The drinking water in the United Kingdom is sourced mainly from reservoirs, separate water companies supply different areas within the UK. Supplying a nation with surface water sources is challenging, especially in recent decades, with increasing climate warming and climate extremes. Apart from the obvious water quantity fluctuations, increasing problems with water quality are testing the Industry; one of these is taste and odour problems. Detectable by humans at very low concentrations (<10 ng L-1), compounds like Geosmin and 2-Methylisoborneol (2-MIB) are produced by a variety of freshwater plankton & bacteria. While some companies might not be aware of the problem as reservoir samples might not be taken and water treatment plants are able to cope and remove the compounds, others are well aware! Knowing that Taste and Odour fluctuate throughout the year and which species are likely responsible for high Geosmin or 2-MIB measurements, the question of what triggers those events remains.
The team set out to answer just this question. Presenting the idea of a Taste and Odour mesocosm experiment to existing contacts in the Water Industry helped to get others on board, as well as teaming up with the Head of the Taste and Odour working group in the UK. Together, we managed to convince six drinking water companies to co-fund the mesocosm experiment.
Water was collected from a reservoir known to suffer from re-occurring taste and odour problems with a 25,000 litre tanker doing three trips. The tanker offered a great opportunity for us to make pictures from our mesocosms site when climbing on top.
Treatments of different phosphorus additions as well as different ammonium to nitrate ratios were established at the beginning of July 2022 while ensuring a molar N:P ratio of around 9 to encourage cyanobacteria growth. This resulted in 7 treatments which we replicated four times.
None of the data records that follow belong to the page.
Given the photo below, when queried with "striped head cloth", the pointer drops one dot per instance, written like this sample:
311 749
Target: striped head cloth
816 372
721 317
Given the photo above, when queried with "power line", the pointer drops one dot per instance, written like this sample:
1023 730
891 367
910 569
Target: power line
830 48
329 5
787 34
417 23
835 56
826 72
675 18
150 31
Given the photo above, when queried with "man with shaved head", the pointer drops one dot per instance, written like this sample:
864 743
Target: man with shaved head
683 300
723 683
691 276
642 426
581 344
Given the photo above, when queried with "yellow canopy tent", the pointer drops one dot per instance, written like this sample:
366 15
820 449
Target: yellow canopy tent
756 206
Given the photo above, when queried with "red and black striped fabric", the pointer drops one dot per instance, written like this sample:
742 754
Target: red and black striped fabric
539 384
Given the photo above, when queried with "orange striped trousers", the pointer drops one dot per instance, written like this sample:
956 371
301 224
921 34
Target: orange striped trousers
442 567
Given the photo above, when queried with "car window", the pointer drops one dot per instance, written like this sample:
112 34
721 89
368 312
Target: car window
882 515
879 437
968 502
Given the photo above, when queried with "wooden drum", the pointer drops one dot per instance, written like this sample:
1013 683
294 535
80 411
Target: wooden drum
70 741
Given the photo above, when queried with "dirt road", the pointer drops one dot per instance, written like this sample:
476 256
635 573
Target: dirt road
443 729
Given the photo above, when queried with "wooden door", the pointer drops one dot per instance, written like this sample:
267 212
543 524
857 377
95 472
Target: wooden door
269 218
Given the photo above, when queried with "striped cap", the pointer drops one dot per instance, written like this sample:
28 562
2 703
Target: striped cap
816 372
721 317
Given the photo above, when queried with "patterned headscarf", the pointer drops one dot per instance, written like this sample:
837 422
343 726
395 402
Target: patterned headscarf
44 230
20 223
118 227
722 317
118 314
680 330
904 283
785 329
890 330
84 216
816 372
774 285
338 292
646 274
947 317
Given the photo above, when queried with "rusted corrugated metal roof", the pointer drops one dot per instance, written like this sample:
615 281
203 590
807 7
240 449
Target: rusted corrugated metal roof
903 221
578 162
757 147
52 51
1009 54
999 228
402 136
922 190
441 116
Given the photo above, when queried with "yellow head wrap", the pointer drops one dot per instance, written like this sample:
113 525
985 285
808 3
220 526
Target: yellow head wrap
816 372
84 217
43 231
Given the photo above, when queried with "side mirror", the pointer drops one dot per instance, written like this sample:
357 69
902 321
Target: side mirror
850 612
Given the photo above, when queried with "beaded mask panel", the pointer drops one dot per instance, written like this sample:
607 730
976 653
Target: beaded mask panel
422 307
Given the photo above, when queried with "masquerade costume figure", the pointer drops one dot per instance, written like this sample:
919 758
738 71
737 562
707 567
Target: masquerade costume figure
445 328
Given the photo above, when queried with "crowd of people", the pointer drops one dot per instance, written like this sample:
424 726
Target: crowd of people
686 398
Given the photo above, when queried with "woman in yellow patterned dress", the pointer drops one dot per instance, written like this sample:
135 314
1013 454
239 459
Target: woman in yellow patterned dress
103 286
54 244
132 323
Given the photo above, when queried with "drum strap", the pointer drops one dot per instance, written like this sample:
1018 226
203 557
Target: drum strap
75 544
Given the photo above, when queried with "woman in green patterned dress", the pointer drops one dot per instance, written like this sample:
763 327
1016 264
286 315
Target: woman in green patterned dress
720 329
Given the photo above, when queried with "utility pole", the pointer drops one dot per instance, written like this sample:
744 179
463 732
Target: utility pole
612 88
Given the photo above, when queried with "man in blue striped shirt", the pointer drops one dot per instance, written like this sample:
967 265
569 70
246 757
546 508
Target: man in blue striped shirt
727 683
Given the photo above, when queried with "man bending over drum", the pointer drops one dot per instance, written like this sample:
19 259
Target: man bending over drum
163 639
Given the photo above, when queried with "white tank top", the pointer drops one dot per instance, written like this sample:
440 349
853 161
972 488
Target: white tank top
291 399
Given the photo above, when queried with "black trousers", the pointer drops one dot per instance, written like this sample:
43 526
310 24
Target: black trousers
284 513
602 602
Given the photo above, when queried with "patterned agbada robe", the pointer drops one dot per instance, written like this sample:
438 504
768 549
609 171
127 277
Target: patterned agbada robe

A total of twelve TA users from Belgium, France, Germany, Greece and Turkey took part in our experiment. Cross mixing the water in the mesocosms at the beginning of July, the differences in climate adaptation became apparent: while English colleagues walked around the site in t-shirts, Belgians were dressed in light, long-sleeved tops and Greek TA-users were wrapped in thick winter jackets.
Measurements of, and samples for, water temperature, solar radiation, pH, O2, TP, TN, TON, ammonia, SRP, viruses, chlorophyll a, cyanobacteria chlorophyll, eDNA, metagenomics, zooplankton abundance and microbiome, oxic methane, Geosmin and 2-MIB, cyanobacterial toxins and algal ID were taken every week. Results are still coming in, so we cannot say much about the outcomes currently. The team had a fantastic time and learned a lot from the exchange with the TA users.